Of all the kinds of demons we have heard of, the most loathsome are the vampires. Horst speaks of a vampire as a "dead body which continues to live in the grave, which it leaves, however, by night for the purpose of sucking the blood of the living, whereby it is nourished and preserved in good condition, instead of becoming decomposed like other dead bodies." Fischer, who believed there were vampires, informs us that the bite of a vampire left no mark upon the person, but that the bite speedily proved fatal, unless counteracted by the injured person eating some of the earth from the vampire's grave, and smearing himself with his blood. These precautions had only a temporary effect, if at all successful; for the bitten victim, sooner or later, became a vampire himself—died and was buried, but continued to follow the examples of old vampires in nourishing themselves, infecting others, and propagating vampirism.
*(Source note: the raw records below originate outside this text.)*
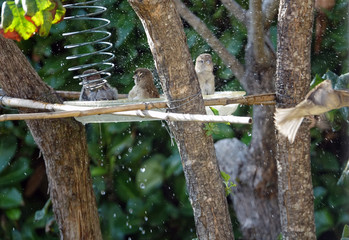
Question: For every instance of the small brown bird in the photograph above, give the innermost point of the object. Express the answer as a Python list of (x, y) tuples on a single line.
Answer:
[(144, 85), (321, 99), (95, 88), (204, 71)]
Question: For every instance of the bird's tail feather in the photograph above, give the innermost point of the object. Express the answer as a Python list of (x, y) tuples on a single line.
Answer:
[(286, 124)]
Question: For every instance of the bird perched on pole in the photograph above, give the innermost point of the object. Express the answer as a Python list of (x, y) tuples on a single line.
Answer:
[(204, 72), (321, 99), (144, 85), (95, 88)]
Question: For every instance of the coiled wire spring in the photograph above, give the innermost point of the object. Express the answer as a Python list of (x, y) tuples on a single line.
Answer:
[(89, 13)]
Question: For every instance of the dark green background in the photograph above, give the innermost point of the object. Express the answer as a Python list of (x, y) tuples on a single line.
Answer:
[(124, 156)]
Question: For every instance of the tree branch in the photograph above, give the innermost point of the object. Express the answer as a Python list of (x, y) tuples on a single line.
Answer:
[(168, 44), (270, 9), (63, 145), (257, 31), (236, 10), (199, 26)]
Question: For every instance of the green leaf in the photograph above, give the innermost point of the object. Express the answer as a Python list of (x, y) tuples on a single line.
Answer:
[(151, 174), (39, 215), (23, 19), (324, 220), (316, 80), (10, 198), (345, 233), (215, 111), (20, 24), (124, 26), (225, 176), (13, 213), (8, 147), (6, 16), (18, 171), (331, 76)]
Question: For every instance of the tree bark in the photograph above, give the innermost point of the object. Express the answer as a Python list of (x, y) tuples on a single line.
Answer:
[(292, 83), (253, 167), (63, 145), (167, 42)]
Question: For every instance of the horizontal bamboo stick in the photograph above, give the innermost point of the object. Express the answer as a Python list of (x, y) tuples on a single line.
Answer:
[(78, 111)]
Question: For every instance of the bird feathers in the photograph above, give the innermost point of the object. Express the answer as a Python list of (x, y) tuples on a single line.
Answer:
[(287, 127)]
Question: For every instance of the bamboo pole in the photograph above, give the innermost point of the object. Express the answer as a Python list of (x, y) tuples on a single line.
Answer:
[(128, 109)]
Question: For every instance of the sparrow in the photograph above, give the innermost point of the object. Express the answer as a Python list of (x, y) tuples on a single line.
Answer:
[(95, 88), (321, 99), (144, 85), (204, 72)]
Down to the middle of the last century there was a belief in vampirism in the east of Europe. This form of superstition created much anxiety in the public mind, none knowing when he might be bitten by one of those hated demons, and be thereby transformed into a vampire. Men of science bore testimony in favour of vampirism with seeming truthfulness and ability, worthy of a better subject.
In England every man was supposed to have his "double" or "fetch." The appearance of a fetch created great uneasiness in the mind of the person witnessing the apparition. It was taken as foreboding death or serious calamity to the being represented.